Selain itu, Freddy mengatakan, emas juga tidak menjadi pilihan utama karena aset ini hanya untuk melindungi nilai, tidak mengalami pertumbuhan yang signifikan. Berbeda dengan properti atau saham yang mengalami fluktuasi harga.
Di sisi lain, Pengamat keuangan, Ahmad Gozali, memiliki pendapat berbeda. Menurut dia, investasi di sektor properti menjadi hal yang kurang menarik di tengah kenaikan suku bunga, karena harga properti otomatis melambung.

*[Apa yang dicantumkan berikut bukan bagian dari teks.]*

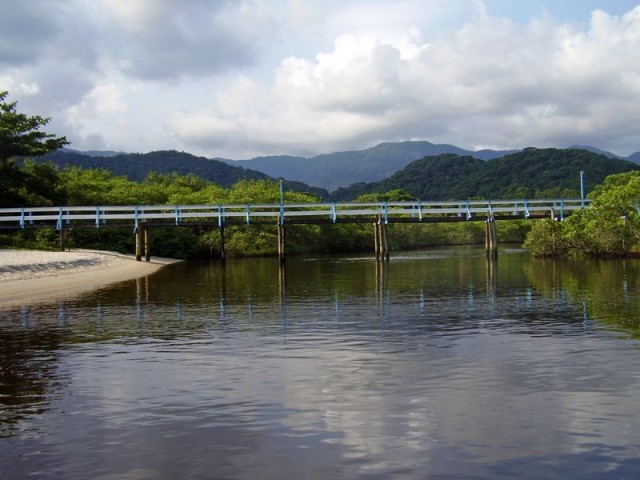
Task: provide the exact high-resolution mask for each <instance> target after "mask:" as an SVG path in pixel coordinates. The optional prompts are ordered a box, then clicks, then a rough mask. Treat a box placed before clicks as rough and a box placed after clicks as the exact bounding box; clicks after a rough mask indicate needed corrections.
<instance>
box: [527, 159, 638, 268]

Terlebih, jika dibarengi dengan inflasi tinggi.
“Sektor properti kurang menarik di saat kenaikan suku bunga karena harga properti menjadi naik, apalagi jika dibarengi dengan inflasi tinggi juga,” paparnya.
Menurut dia, masyarakat harus menyesuaikan strategi investasinya di saat resesi global. Dikatakan bahwa resesi global saat ini memiliki indikator inflasi yang tinggi, diimbangi dengan kenaikan suku bunga, diawali oleh bank sentral AS, Federal Reserve (The Fed).

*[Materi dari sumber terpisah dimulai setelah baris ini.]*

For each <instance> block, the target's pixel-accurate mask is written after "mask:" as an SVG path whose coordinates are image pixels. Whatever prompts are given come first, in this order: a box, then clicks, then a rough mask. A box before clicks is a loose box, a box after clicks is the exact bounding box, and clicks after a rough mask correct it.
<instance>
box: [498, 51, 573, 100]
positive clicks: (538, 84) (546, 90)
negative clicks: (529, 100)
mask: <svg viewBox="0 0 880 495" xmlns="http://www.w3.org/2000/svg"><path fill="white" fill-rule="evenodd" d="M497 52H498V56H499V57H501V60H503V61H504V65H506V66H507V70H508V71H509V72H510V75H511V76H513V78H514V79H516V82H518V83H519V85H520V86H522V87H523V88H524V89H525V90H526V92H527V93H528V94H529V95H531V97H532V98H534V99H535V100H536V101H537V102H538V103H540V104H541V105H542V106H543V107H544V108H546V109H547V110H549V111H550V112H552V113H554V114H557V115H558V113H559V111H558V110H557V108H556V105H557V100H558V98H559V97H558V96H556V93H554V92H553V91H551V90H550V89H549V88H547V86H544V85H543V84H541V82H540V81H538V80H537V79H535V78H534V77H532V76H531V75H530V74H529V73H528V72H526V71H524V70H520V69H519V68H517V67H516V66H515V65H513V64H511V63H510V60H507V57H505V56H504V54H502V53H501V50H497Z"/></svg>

“Di Indonesia suku bunga masih belum berubah, tapi nampaknya akan terjadi juga untuk mengimbangi suku bunga AS agar rupiah tidak terlalu melemah,”katanya.
Menurut dia, kenaikan suku bunga juga berimbas negatif pada saham-saham sektor perbankan. Jika suku bunga naik, lanjutnya, maka imbal hasil (yield) obligasi menjadi turun, atau menjadi kurang menarik. Maka itu, investor disarankan mulai mengurangi investasi berbasis obligasi seperti, ORI, sukuk, atau reksadana pendapatan tetap.
Di sisi lain, kenaikan suku bunga AS berefek pada penurunan harga emas yang diukur dalam dolar AS. Jika Indonesia sudah ikut menaikkan suku bunga dan rupiah menguat, maka harga emas internasional menjadi lebih lemah lagi.
“Mungkin saat yang baik untuk membeli di harga murah, karena jika resesinya berkepanjangan, biasanya harga emas akan naik lagi,”tambahnya.
Hal terpenting yang perlu diingat, masyarakat perlu memahami bagaimana memilih investasi yang sesuai dengan kemampuan dan kebutuhan masing-masing di tengah kondisi krisis dan berpeluang menghadapi resesi seperti saat ini.